Он выразительно показал глазами на ворота. Там часовой пропускал мимо себя наряд пограничников, вернувшихся с охраны границы.

Пограничники остановились около фанерной дощечки, где было написано "Разряжай", с другой стороны от выхода из казармы висела вторая дощечка с надписью "Заряжай". Солдаты, щелкнув затворами, вынули из магазинов патроны. Кладя обойму в подсумок, Юдичев сказал:

— В свастику бы их разрядить, чтобы не нахальничали.

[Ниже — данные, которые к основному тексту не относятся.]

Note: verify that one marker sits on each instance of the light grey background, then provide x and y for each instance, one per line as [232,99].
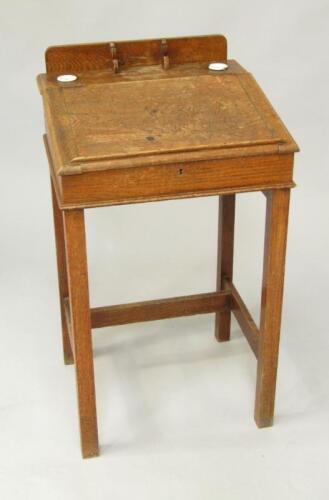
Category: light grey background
[175,408]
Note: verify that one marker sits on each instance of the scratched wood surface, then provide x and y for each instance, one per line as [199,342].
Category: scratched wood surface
[145,115]
[94,56]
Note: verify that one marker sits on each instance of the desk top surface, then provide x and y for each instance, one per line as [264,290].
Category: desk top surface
[148,115]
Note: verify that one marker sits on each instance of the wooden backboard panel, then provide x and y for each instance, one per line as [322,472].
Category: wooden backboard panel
[87,57]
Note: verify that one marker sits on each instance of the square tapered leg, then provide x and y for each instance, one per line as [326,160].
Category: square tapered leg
[277,211]
[62,274]
[226,215]
[76,258]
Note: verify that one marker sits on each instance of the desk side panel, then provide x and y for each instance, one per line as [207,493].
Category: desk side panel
[152,183]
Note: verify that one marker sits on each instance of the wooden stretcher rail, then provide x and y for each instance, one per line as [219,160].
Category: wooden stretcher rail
[244,318]
[160,309]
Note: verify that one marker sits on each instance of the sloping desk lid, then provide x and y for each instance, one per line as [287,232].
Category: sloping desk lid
[148,115]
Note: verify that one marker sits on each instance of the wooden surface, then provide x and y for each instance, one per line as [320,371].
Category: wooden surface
[148,121]
[131,53]
[226,215]
[147,133]
[62,274]
[160,309]
[150,116]
[277,211]
[81,329]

— Не положено, — мрачно ответил Башарин и, поглядывая на кончик патрона, сам подумал именно о том же.

— Это известно, что не положено, — вздохнув, продолжал Юдичев. — Но палец у меня все время шевелился на спусковом крючке.

— Может, и шевелился, а раз не положено, значит, точка!

Проверив оружие, дежурный разрешил пограничникам идти.

Надев фуражку, начальник заставы пошел в канцелярию. Там он принял доклад старшего наряда. Сурово и гордо звучали торжественные слова:

— Пограничный наряд в составе младшего сержанта Башарина и рядового Юдичева прибыл с охраны границы Союза Советских Социалистических Республик!… За время несения службы нарушения государственной границы не обнаружено. Докладывает старший наряда младший сержант Башарин.

— Что замечено на сопредельной стороне? — спросил Усов.

— Замечена группа офицеров в шлемах. Офицеры рассматривали в бинокль нашу высоту 194.

— Сколько было офицеров?

— Трое.

— Форма?

— Темно-серые френчи, на рукавах свастики, фуражки с высокими тульями, погоны белые, звание не установлено, — доложил Башарин.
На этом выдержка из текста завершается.